Jeff firmly believes that human connection is the key to a thriving business. Technology can (and should) be used to bridge the gap between you and your clients. But before you can build the bridge, you’ve got to have a blueprint. Decide what your client needs, craft your message, and then amplify your message by using all the shiny tech tools at your disposal.
2. What the top agencies are doing right now (and you should copy)
“The agencies at the top aren’t an insurance business first, they’re an experience business, so they’re looking at how they show up and wow people every touchpoint, and how they use data and analytics to actually analyze all the touchpoints to make decisions. They offer clients choices on how they interact with their agency. They offer facts, they offer internet texting, they can Skype. They give people choice because the bottom line is people want to do business how they want to do business with, not how we think they want to do business.”
As Jeff points out, today’s most profitable agencies prioritize client experience over products. No matter how great your agency is, if you can’t provide content to your clients the way they prefer to receive it, you’re creating friction. Look at the numbers—how do your clients want to do business? Use the insights to tailor your agency to your clients’ needs and provide a consistent brand experience across a range of platforms. Not only will you have happy customers, your agency will be better equipped to pivot to address your clients’ ever-changing needs.
3. What matters to your client
“One of my favorite lines is “What registers on people’s give a shit-a-meter.” That’s by far the best way to explain it because my job is to figure out what’s important to a client.”
Jeff and Excalibur aim to see their clients as more than just a risk profile. Understanding your clients’ family dynamic, job, and what they do for fun helps your agency address their concerns and anticipate their future needs. It also saves you from wasted effort and money developing services or products your clients don’t ultimately care about.
4. You’re not competing with every other insurance agency—you’re competing with everyone.

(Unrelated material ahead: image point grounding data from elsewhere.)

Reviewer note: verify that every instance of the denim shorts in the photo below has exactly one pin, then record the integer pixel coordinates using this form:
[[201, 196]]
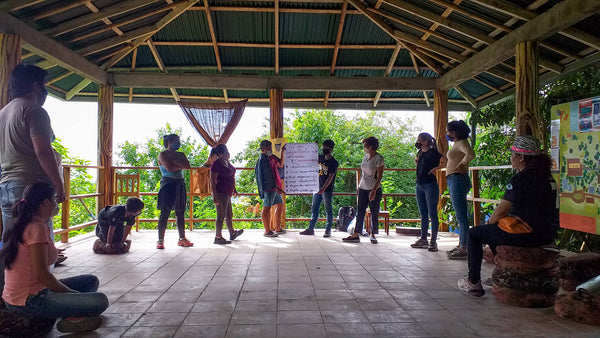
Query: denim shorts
[[271, 198]]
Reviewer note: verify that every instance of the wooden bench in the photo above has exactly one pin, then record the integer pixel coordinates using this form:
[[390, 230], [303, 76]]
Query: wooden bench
[[386, 221]]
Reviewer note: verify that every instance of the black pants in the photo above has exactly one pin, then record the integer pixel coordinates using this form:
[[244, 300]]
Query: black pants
[[363, 202], [492, 235]]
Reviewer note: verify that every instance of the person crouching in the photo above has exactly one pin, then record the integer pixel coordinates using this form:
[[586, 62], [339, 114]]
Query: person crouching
[[114, 224]]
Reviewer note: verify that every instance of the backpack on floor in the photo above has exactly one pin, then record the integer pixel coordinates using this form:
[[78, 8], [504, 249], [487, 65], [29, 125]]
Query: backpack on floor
[[345, 216]]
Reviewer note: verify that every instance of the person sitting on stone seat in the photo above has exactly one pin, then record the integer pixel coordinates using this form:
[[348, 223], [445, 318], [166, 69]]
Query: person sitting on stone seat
[[114, 224], [31, 289], [526, 216]]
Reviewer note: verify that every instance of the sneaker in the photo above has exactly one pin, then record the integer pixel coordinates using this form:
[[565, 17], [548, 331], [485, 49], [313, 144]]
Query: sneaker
[[307, 232], [458, 254], [351, 239], [420, 244], [464, 284], [236, 234], [78, 324], [453, 249], [221, 240], [185, 243]]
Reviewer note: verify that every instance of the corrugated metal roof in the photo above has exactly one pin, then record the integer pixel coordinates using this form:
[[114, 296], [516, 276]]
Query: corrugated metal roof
[[245, 35]]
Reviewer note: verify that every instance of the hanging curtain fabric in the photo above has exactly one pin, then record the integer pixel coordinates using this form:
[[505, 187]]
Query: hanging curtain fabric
[[214, 121]]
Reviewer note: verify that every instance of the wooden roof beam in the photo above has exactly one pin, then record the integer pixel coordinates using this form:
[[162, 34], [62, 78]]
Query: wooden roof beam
[[51, 50], [88, 19], [161, 66], [250, 82], [14, 5], [555, 19], [388, 70], [391, 32], [527, 15]]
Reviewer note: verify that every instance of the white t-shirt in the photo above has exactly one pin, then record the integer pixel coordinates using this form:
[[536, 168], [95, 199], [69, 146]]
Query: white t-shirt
[[369, 171]]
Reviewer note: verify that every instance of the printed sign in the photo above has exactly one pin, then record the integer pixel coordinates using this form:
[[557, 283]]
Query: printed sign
[[301, 168]]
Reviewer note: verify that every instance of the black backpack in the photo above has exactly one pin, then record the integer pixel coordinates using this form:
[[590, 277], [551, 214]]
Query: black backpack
[[345, 216]]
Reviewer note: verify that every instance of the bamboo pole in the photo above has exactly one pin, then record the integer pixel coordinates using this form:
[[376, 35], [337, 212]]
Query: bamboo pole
[[105, 131]]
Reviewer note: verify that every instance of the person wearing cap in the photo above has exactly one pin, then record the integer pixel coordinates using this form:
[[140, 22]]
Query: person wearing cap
[[526, 216], [269, 186]]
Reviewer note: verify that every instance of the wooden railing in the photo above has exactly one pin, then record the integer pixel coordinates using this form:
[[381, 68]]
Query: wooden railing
[[65, 216]]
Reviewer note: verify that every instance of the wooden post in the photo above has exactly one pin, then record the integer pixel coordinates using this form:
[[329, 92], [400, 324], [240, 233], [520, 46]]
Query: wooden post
[[440, 121], [105, 130], [66, 205], [10, 56], [276, 119], [527, 90]]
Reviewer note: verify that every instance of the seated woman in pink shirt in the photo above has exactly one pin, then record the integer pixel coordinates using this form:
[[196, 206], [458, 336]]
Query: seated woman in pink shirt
[[28, 251]]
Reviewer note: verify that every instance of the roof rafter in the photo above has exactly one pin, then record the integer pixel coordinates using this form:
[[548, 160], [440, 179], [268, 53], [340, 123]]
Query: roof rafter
[[555, 19], [88, 19], [51, 50], [250, 82]]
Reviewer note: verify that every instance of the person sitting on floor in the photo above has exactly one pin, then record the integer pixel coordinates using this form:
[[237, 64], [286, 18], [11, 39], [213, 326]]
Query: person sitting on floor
[[31, 289], [526, 216], [111, 231]]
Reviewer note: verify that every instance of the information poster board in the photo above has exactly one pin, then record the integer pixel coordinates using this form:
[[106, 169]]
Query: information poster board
[[579, 161], [301, 168]]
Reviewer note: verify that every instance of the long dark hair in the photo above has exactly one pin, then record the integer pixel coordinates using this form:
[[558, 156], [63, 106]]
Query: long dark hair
[[541, 164], [22, 213], [430, 141]]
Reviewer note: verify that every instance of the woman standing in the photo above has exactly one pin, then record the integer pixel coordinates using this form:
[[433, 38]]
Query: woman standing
[[459, 184], [369, 190], [222, 182], [427, 191], [28, 251], [171, 195]]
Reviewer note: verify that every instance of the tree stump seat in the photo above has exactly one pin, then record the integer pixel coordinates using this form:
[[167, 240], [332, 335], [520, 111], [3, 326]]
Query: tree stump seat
[[12, 324], [525, 276]]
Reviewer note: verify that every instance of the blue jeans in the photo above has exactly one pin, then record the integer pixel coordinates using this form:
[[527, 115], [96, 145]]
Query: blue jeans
[[325, 197], [363, 201], [459, 186], [428, 196], [48, 304]]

“If somebody gets a quote on Amazon on their book and they can buy it in seconds, why can’t my policy be bought right after that quickly? That’s the huge shift right now. People didn’t compare agents to other industries, but now you’ve got Amazon, you got iTunes. Even people on Tinder can go look shopping for their next significant other with the swipe of their thumb, right? They made everything easier. Back then, you could have a lot of friction and people tolerated it.”
Right now, anyone with a wifi connection can order a pizza or schedule a late-night triste with a single swipe. What a time to be alive! Getting what we want right when we want it has become the new norm. Since shopping around for an insurance quote will never be as exciting as matching with a potential suitor, your agency needs to make the process just as frictionless. Whether it’s instant quotes, an interactive premium calculator or just a brilliantly streamlined app function, start thinking about how your agency can learn from the major players in the “instant gratification” market.
5. “It’s okay to launch and fail.”
As Zig Ziglar once said “If you’re green you’re growing. If you’re ripe you rot.” At Excalibur, Jeff lives by the mantra “launch, fail, learn, fix.” If you have a hunch that an emerging technology, strategy, or service would be beneficial to your agency… try it! Even if it misses the mark, you’re avoiding stagnation. In a world where change is happening at a breakneck pace, the worst thing you can do as an agent is to wallow in your comfort zone. While you want to make smart decisions, don’t let fear keep you from trying something new. Jeff suggests viewing fear as an excuse to “face everything and rise”. Don’t be afraid to see what’s working (or not working) in other industries and learning as much as possible.